Piensas en tus padres, que ahorita ya están despiertos, preocupados por ti, en la “Tierra Todoparidora” –como le dices- de El Melón, el pueblo de tu infancia. Piensas en tus hijas, que adoras con tu hosco y complicado estilo. En lo que te falta por vivir. Deseas entonces, con todas tus fuerzas, despertar de esta pesadilla. Deseas en verdad que no te maten. Quisieras llorar, gritar, expresar con palabras esta desesperación que te inunda el pecho y se hace nudo en tu garganta.

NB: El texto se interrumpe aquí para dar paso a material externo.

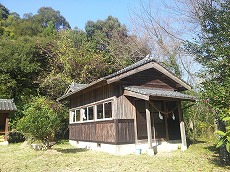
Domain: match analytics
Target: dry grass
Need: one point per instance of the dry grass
(65, 158)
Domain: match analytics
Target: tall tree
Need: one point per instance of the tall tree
(213, 52)
(47, 14)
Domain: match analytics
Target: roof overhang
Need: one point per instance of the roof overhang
(95, 84)
(7, 106)
(151, 93)
(150, 65)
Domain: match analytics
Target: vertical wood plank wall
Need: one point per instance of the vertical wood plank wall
(110, 131)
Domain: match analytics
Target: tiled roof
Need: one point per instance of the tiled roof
(146, 60)
(75, 86)
(7, 105)
(159, 92)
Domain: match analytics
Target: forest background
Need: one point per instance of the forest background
(40, 56)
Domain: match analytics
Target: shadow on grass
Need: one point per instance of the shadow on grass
(193, 142)
(215, 159)
(71, 150)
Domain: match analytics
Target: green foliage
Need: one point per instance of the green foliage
(213, 53)
(4, 12)
(43, 119)
(15, 137)
(225, 135)
(47, 14)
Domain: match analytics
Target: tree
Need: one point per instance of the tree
(47, 14)
(43, 119)
(213, 52)
(4, 12)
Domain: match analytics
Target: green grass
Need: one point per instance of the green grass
(64, 158)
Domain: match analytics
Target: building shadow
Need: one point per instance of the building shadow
(215, 159)
(70, 150)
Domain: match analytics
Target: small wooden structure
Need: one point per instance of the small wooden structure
(138, 107)
(7, 107)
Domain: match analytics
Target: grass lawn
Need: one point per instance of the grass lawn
(63, 158)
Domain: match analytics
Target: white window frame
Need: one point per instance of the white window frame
(73, 115)
(94, 105)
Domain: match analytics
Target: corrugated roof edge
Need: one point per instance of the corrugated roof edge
(146, 60)
(12, 104)
(87, 85)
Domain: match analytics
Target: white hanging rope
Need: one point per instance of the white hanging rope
(164, 112)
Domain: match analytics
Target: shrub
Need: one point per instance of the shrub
(43, 118)
(15, 137)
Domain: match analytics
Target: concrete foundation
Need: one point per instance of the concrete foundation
(125, 149)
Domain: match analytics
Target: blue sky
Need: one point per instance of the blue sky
(77, 12)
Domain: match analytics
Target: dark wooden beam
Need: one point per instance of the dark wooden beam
(182, 128)
(149, 127)
(136, 95)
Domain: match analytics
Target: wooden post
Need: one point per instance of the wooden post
(166, 121)
(6, 127)
(182, 128)
(135, 121)
(149, 128)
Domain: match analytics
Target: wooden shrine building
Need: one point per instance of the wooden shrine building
(7, 107)
(138, 107)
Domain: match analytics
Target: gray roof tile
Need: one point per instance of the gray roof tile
(7, 105)
(146, 60)
(159, 92)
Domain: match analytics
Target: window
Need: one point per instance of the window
(75, 115)
(93, 112)
(108, 110)
(100, 111)
(104, 110)
(88, 113)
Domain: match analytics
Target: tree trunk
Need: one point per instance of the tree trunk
(223, 153)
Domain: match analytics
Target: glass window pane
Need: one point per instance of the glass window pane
(77, 113)
(108, 110)
(90, 113)
(100, 111)
(72, 114)
(84, 114)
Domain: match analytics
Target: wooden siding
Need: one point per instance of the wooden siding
(111, 131)
(125, 108)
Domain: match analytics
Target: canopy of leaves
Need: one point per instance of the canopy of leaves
(43, 119)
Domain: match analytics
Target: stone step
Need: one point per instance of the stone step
(2, 138)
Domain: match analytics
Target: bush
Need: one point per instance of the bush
(15, 137)
(43, 118)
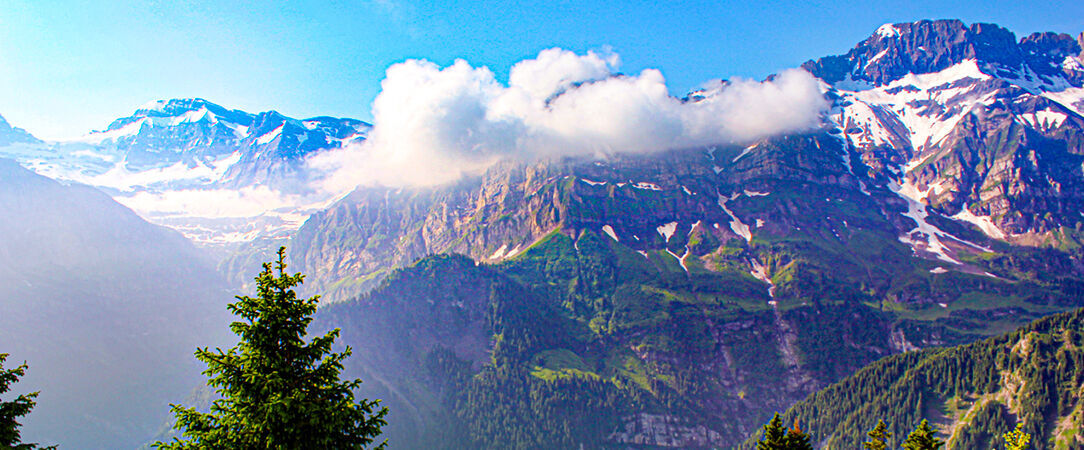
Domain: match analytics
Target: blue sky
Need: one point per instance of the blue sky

Quisieras que el destino de un disparo en falso junto a tu oreja sea el último acto de esta amenaza lúgubre…

Pero en un segundo sabes que ese ardor en la cabeza sólo puede ser el vuelo nada falso de la bala que te ha entrado por la nuca, desgarrándote los entresijos del cerebro y evaporando al instante toda esperanza, cerebro que concentra su pensamiento último en lo cálido que se siente en tus manos aquel borbotón escarlata que te sale con la bala por debajo del mentón, antes de que tu cuerpo desmayado caiga de frente para siempre en ese lodo que de seguro para ti continúa oliendo como a principios de mundo, pero que para todos nosotros se ha convertido en un símbolo funesto que no deja dormir y que huele a podrido.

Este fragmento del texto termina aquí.